An invalidate queue is more like a store buffer, but it's part of the memory system, not the CPU. Basically it is a queue that keeps track of invalidations and ensures that they complete properly so that a cache can take ownership of a cache line so it can then write that line. A load queue is a speculative structure that keeps track of in-flight loads in the out of order processor. For example, the following can occur

  1. CPU speculatively issue a load from X
  2. That load was in program order after a store to Y, but the address of Y is not resolved yet, so the store does not proceed.
  3. Y is resolved and it turns out to be equal to X. At the time that the store to Y is resolved, that store searches the load queue for speculative loads that have issued, but are present after the store to Y in program order.
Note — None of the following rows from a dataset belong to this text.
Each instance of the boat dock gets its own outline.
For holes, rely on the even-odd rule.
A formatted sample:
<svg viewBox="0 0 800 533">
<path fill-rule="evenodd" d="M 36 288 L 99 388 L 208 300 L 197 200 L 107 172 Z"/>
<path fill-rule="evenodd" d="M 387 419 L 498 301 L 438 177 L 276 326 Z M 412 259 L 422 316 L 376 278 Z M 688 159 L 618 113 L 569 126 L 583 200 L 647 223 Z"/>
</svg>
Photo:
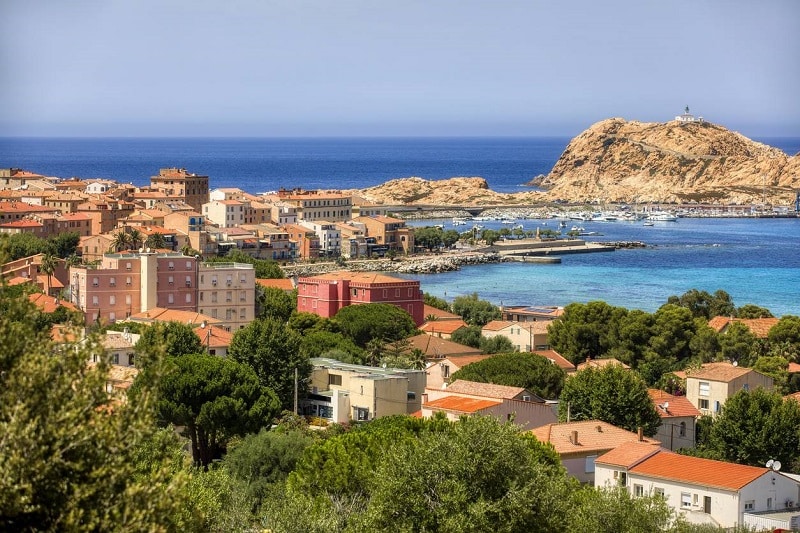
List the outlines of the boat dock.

It will notice the load to X (which is equal to Y) and have to squash those instructions starting with load X and following.
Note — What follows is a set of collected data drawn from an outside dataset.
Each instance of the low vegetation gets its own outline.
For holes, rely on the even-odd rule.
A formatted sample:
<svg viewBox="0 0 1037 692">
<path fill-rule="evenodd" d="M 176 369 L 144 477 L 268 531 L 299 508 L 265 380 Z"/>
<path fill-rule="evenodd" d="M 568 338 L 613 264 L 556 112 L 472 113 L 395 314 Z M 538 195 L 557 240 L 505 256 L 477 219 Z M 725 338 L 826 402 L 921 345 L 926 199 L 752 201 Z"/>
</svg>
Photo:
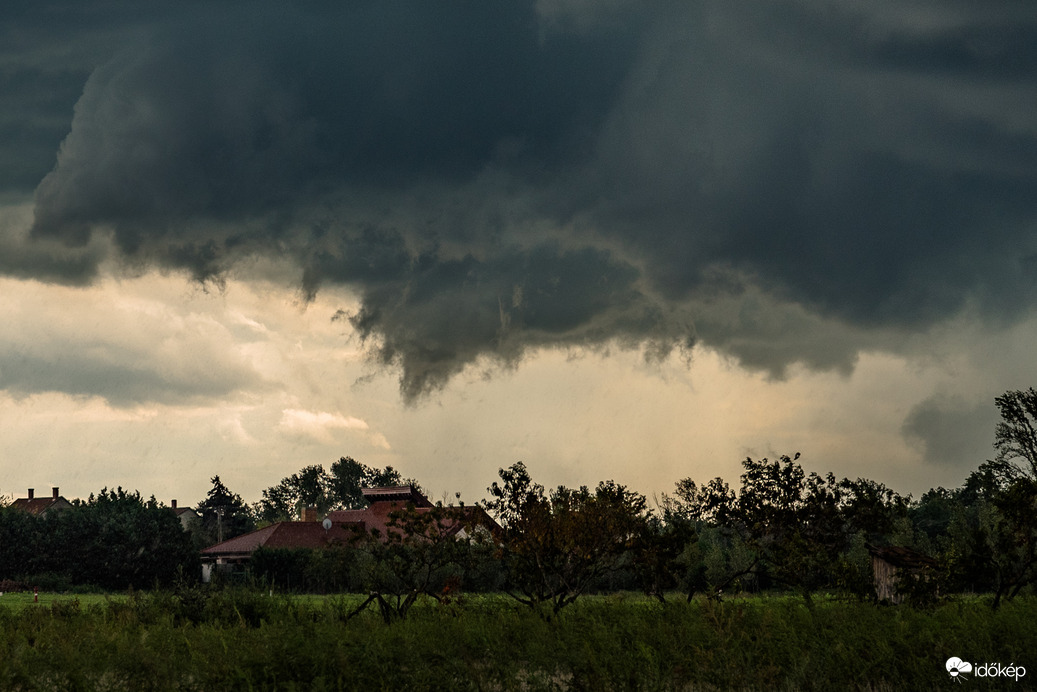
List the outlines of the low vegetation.
<svg viewBox="0 0 1037 692">
<path fill-rule="evenodd" d="M 2 598 L 7 598 L 4 596 Z M 0 598 L 0 689 L 929 689 L 944 662 L 1025 666 L 1037 601 L 884 607 L 756 596 L 580 599 L 551 621 L 506 597 L 424 602 L 385 626 L 359 596 L 256 590 Z M 1035 673 L 1037 674 L 1037 673 Z"/>
</svg>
A store buffer is a speculative structure that exists in the CPU, just like the load queue and is for allowing the CPU to speculate on stores. A write combining buffer is part of the memory system and essentially takes a bunch of small writes (think 8 byte writes) and packs them into a single larger transaction (a 64-byte cache line) before sending them to the memory system. These writes are not speculative and are part of the coherence protocol. The goal is to save bus bandwidth. Typically, a write combining buffer is used for uncached writes to I/O devices (often for graphics cards). It's typical in I/O devices to do a bunch of programming of device registers by doing 8 byte writes and the write combining buffer allows those writes to be combined into larger transactions when shipping them out past the cache.